Boston 2024’s Priorities in Death Reveal Its Motives While Still Alive
Last summer, Boston 2024’s Movement Committee met to flesh out its vision of a bid that would woo the United States Olympic Committee. A portion of this meeting’s notes, obtained via public request, include a curious bit about the uncertain future.
“The ethos of Boston 2024 will endure well beyond the bid process and the Games,” the notes read. “We will commit to 1-2 signature programs even if Boston does not win the bid. We will leave the Olympic legacy to the next generation of athletes better than we had it.”
Just over a year later, Boston is watching the Olympic bidding process from the sidelines after the USOC pulled the plug on its anemic bid. The Brattle Group, a Cambridge-based global consultancy firm commissioned by the Beacon Hill Big Three, performed an autopsy on Boston 2024’s Bid 2.0 and waved around the worst bits of offal in a scathing report released Tuesday.
Boston 2024 has spent its first month out to pasture doling out branded merchandise to its staff and unpaid interns and issuing a 1,000-word rebuttal to the Brattle Group’s report.
And another more exhaustive response is forthcoming.
What could be the bid organizers’ motivation for this? It’s not as if Gov. Charlie Baker and Mayor Marty Walsh would read Boston 2024’s next rebuttal and call a mulligan. Boston’s Olympic hopes for 2024 are stone-cold dead, and no Infinite Jest-sized rebuttal will change that.

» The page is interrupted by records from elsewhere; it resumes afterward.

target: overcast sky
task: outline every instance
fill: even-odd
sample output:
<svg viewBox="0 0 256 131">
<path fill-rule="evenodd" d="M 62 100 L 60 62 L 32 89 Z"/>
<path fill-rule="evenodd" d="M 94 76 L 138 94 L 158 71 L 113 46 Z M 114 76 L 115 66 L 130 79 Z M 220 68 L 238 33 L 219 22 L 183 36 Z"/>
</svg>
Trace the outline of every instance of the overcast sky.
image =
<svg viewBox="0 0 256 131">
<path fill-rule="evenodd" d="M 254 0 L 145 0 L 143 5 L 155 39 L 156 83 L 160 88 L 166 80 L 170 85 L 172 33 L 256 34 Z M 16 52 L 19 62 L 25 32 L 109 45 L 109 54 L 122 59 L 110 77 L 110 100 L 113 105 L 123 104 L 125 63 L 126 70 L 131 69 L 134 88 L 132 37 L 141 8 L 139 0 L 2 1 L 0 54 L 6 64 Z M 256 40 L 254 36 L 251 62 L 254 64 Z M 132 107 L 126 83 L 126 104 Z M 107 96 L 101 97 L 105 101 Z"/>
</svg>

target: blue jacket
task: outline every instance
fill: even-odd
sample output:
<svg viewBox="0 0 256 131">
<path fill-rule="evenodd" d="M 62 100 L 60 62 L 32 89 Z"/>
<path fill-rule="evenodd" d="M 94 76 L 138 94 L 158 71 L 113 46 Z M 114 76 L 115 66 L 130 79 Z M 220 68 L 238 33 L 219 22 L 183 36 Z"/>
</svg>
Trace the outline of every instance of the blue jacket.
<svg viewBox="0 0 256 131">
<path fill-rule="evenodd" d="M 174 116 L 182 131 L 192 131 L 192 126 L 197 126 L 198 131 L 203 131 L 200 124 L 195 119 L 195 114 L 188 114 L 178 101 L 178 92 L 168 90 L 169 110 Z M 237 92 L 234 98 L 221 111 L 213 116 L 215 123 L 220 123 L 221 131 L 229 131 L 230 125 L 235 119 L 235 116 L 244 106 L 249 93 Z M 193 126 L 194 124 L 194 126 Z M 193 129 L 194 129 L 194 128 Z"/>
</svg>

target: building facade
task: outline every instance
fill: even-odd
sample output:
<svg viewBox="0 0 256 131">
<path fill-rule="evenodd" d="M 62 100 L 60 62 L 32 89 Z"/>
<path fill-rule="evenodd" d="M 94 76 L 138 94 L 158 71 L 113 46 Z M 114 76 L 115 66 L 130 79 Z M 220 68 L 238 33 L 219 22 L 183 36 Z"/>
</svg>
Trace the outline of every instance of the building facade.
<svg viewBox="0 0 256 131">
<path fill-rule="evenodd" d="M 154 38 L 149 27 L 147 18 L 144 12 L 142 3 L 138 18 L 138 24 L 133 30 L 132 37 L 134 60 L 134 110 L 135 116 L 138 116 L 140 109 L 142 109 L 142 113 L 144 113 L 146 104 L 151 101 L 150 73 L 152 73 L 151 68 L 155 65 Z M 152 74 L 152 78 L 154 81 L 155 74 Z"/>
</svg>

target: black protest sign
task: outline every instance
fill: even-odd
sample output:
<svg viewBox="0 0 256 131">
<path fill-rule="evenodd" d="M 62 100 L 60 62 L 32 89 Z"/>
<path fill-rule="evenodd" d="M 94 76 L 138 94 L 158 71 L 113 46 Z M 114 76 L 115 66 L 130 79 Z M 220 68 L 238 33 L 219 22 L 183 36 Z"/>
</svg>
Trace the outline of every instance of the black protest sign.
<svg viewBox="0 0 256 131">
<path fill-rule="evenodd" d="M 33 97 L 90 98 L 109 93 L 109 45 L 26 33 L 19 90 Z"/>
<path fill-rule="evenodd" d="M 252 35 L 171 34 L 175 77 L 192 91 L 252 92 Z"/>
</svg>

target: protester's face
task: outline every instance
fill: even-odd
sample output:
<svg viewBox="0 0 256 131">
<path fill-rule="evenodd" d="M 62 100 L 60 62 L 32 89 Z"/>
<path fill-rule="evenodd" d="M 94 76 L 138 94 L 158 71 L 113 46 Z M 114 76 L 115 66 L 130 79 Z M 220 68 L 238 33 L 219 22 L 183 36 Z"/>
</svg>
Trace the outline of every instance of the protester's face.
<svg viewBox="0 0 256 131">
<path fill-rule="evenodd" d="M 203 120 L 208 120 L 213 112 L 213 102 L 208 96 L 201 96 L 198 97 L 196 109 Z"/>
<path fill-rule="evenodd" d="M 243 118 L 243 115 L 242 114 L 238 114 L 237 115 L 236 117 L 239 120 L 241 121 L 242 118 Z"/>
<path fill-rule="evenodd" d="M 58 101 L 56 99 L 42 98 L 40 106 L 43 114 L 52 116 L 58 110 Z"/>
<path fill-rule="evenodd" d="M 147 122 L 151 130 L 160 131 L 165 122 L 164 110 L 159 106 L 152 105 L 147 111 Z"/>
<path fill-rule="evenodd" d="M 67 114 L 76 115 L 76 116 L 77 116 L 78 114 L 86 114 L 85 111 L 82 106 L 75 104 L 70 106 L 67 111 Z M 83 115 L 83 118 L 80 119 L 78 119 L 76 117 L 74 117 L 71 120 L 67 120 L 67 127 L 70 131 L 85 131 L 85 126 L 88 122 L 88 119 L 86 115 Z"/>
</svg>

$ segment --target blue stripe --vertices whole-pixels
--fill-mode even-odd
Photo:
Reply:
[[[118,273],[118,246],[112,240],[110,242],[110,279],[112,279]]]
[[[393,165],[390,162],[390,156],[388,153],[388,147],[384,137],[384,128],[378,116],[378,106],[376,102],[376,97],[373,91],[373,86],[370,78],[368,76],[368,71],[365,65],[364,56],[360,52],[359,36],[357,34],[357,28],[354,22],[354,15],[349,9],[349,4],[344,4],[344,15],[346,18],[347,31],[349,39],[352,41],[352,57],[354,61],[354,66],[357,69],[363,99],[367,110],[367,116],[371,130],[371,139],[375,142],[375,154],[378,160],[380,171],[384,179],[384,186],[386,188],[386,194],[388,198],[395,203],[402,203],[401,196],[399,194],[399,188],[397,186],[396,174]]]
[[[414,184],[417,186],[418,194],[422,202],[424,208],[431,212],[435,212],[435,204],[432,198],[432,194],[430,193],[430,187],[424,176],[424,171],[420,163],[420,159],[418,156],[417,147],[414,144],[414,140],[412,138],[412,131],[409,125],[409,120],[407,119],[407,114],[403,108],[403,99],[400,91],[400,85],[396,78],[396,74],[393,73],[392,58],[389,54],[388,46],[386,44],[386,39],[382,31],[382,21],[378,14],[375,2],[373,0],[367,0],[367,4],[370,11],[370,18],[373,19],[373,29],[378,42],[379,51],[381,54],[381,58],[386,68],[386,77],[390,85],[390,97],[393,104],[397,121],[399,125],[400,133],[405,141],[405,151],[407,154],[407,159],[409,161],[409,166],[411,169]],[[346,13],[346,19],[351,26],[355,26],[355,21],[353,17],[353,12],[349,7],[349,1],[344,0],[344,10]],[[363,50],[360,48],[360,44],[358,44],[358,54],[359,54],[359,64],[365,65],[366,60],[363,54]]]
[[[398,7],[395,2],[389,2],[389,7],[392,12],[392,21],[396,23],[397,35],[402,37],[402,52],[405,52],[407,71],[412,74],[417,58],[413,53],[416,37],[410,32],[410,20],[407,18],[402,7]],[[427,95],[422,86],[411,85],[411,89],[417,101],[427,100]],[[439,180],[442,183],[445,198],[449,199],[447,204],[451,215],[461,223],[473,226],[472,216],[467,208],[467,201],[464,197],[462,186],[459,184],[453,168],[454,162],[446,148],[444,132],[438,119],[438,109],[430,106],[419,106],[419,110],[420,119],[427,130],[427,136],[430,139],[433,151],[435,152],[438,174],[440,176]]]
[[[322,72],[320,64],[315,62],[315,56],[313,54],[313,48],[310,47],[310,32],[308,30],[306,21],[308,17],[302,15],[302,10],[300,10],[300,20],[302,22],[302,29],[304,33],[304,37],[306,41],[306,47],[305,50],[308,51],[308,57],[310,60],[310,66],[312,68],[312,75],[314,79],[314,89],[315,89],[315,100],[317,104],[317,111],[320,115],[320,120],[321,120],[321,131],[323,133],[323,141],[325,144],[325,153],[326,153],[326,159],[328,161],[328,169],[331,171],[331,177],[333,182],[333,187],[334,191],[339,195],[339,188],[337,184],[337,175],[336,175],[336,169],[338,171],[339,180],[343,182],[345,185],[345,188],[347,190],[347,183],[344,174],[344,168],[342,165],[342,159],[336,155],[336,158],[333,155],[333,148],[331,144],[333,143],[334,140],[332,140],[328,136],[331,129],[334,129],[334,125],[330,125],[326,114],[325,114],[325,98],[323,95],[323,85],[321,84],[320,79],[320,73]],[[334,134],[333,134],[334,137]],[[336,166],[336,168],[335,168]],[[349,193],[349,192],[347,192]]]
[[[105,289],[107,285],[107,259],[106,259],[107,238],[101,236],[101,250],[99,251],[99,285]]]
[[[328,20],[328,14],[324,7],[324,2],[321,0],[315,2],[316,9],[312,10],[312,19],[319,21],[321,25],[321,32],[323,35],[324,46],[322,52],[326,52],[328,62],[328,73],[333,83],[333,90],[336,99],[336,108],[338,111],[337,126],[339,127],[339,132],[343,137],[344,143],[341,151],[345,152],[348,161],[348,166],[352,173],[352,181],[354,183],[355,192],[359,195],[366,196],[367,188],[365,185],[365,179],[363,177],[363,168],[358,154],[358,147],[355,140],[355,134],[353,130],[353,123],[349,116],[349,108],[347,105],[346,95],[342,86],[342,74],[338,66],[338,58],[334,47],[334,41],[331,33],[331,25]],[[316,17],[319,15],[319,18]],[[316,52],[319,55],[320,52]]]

So what’s left to save? Face, mainly. (A spokesperson for Boston 2024 did not respond to Boston magazine’s inquiries regarding who is composing the responses, if they are being paid to do so, or if there are any plans to deliver on those one or two “signature projects.”)
“We feel like it’s important to point out the inaccuracies—and amend as possible—because it’s bad public policy,” Chairman Steve Pagliuca told the Globe‘s Shirley Leung in her latest column, which she, for the umpteenth time, chides us small-minded Bostonians for being dissuaded from the Olympic mystique by such silly things as “numbers” and “costs” and “debt.”
“Imagine what would have happened if former transportation secretary Fred Salvucci focused on the price tag of the Big Dig rather than what depressing the Central Artery would do to make Boston a better place,” Leung writes. “Construction was painful—and expensive—but we got a whole new city: a third harbor tunnel, the Rose Kennedy Greenway, the Zakim bridge, and the Seaport District.”
Here’s the key difference between massive, public endeavors like the Big Dig and privately driven ventures like the Olympics. The former was, from its very inception, designed to improve the city’s infrastructure and the lives of those who live here. The latter is a bloated sporting event with transportation projects tossed in as sweetener, miscalculations of which would have increased costs up to $1.3 billion—a Brattle Group finding that bid organizers thought better of touching in their rebuttal.
Let’s be honest—if Pagliuca had gone through his professional career as an accountant with the cavalier “numbers aren’t everything” approach espoused in Leung’s piece, he wouldn’t have made it to Bain Capital. He wouldn’t have been able to run a lemonade stand.
Boston 2024 is hardly the victim of some Camus-style persecution, or even the kind foisted upon Tom Brady by the NFL. Unlike the dubiously independent investigation led by Ted Wells, we have no reason to believe the Brattle Group’s report is anything but independent. And by now, hasn’t Boston 2024 worn out its benefit of the doubt? How many times did bid organizers say one thing to the public and another to their masters at the USOC before taxpayers said, “You know, I think I’ll believe someone, anyone else.”
Boston 2024’s myopic obsession with control of the narrative suggests the entire multimillion-dollar undertaking was merely a vanity project. Otherwise, the money remaining in its cobweb-lined coffers would be unloaded into the communities it promised to reinvigorate—not spent on lipstick for a corpse.